As a fiscal stimulus measure, PPPs have been shown to have had only a limited effect. Many countries, including France, the Republic of Korea, and Thailand, promoted PPPs for fiscal stimulus to help recover from the 2008 global financial crisis. But research shows this can crowd out public investment and because PPP investments tend to just replace government spending, they offer very little-if any-fiscal stimulus.
The Republic of Korea's experience with PPPs highlights several challenges in using this financing modality for infrastructure. Because supporting private investment in infrastructure requires the government to borrow money from future budgets, PPPs are inevitably a challenge for fiscal management. There is also an inherent tension in PPP agendas. The Republic of Korea initially put a high priority on promoting a PPP market, but later shifted its focus to fiscal discipline-and the government is having a hard time reinvigorating the PPP market.
Another challenge has been setting tariffs on PPP infrastructure projects.
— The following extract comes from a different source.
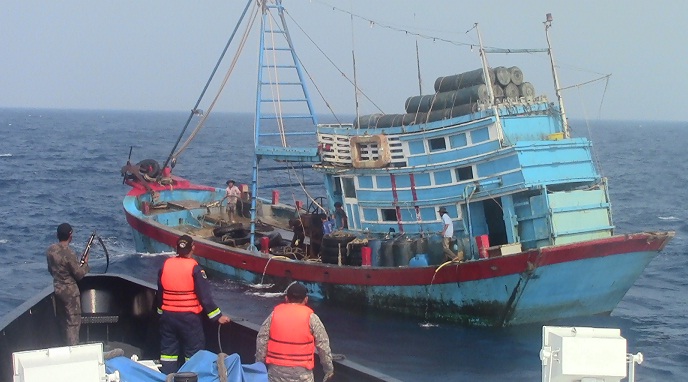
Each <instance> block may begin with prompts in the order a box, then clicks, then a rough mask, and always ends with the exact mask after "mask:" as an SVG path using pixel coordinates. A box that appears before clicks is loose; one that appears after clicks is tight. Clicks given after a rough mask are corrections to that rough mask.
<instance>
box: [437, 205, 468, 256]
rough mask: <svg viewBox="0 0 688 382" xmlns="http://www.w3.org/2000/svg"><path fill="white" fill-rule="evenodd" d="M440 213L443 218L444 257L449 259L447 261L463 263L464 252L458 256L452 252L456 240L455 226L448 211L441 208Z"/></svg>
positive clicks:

Tariffs for transport infrastructure, for example, tend to be higher for government-funded transport projects than in other sectors, since there needs to be sufficient incentives for the private sector to get involved. Users may bear a bigger share of a transport project's life-cycle cost than for purely government-funded infrastructure projects.
And at the end of the day, PPPs are not a must-have solution but an option for building and upgrading infrastructure. The reason they are being promoted is because they can mobilize needed resources from the private sector, maximize value for money, bring creativity and efficiency to a project, and be a source of fiscal stimulus. That said, countries should be clear on why they are promoting the PPP modality for infrastructure.